At Age 18, she also enrolled in Newnham College, where she became active in the women's movement and joined the National Union of Women Suffrage Societies. She received an Honours degree, and after graduation began teaching history at the University College of South Wales. In 1905 she married a colleague, Charles Hamilton, and resigned her post at the university.
Hamilton remained politically active, and joined the Independent Labour Party. In 1920, she worked as a journalist for the magazine Time and Tide, The Economist magazine, and others. She co-edited Review of Reviews with Philip Gibbs, and she was the deputy editor of the socialist newspaper the New Leader.

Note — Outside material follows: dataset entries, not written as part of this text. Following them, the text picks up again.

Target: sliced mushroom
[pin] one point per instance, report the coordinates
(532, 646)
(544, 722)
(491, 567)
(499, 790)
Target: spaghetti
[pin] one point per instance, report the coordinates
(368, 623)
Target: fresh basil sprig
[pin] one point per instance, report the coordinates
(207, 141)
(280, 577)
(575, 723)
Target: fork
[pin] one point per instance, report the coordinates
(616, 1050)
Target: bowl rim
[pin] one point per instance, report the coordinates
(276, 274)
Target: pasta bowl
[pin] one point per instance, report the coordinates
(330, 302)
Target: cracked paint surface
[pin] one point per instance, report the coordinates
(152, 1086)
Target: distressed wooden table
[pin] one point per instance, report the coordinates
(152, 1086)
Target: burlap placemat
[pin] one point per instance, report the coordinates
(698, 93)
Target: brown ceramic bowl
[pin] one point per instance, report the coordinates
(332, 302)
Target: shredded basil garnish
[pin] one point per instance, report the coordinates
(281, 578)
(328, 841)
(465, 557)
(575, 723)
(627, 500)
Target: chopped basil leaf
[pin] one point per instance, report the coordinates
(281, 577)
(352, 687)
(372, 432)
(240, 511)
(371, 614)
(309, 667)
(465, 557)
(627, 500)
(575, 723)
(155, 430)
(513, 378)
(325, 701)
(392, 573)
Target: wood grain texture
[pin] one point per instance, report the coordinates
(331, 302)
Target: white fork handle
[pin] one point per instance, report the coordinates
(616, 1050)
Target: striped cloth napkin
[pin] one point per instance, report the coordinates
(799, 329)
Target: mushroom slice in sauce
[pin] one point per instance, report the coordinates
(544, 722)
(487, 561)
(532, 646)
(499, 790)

She began running for political office in 1923 and became Labour MP for Blackburn in 1929. While in office, she worked for equal pay for men and women and also to remove the marriage bar on women teachers. She lost the 1931 election, and became governor of the BBC from 1932 to 1936, and then a member of the London County Council from 1937-1940. During the Second World War she was head of the American Division of the Ministry of Information.
In 1944, she published her first volume of political memoirs, My Good Friends. She wrote several more books, working to support herself after her disastrous marriage. Her non-fiction includes books of history and geography, political analyses of the Labour Party the Trade Unions, biographies, and autobiograpies.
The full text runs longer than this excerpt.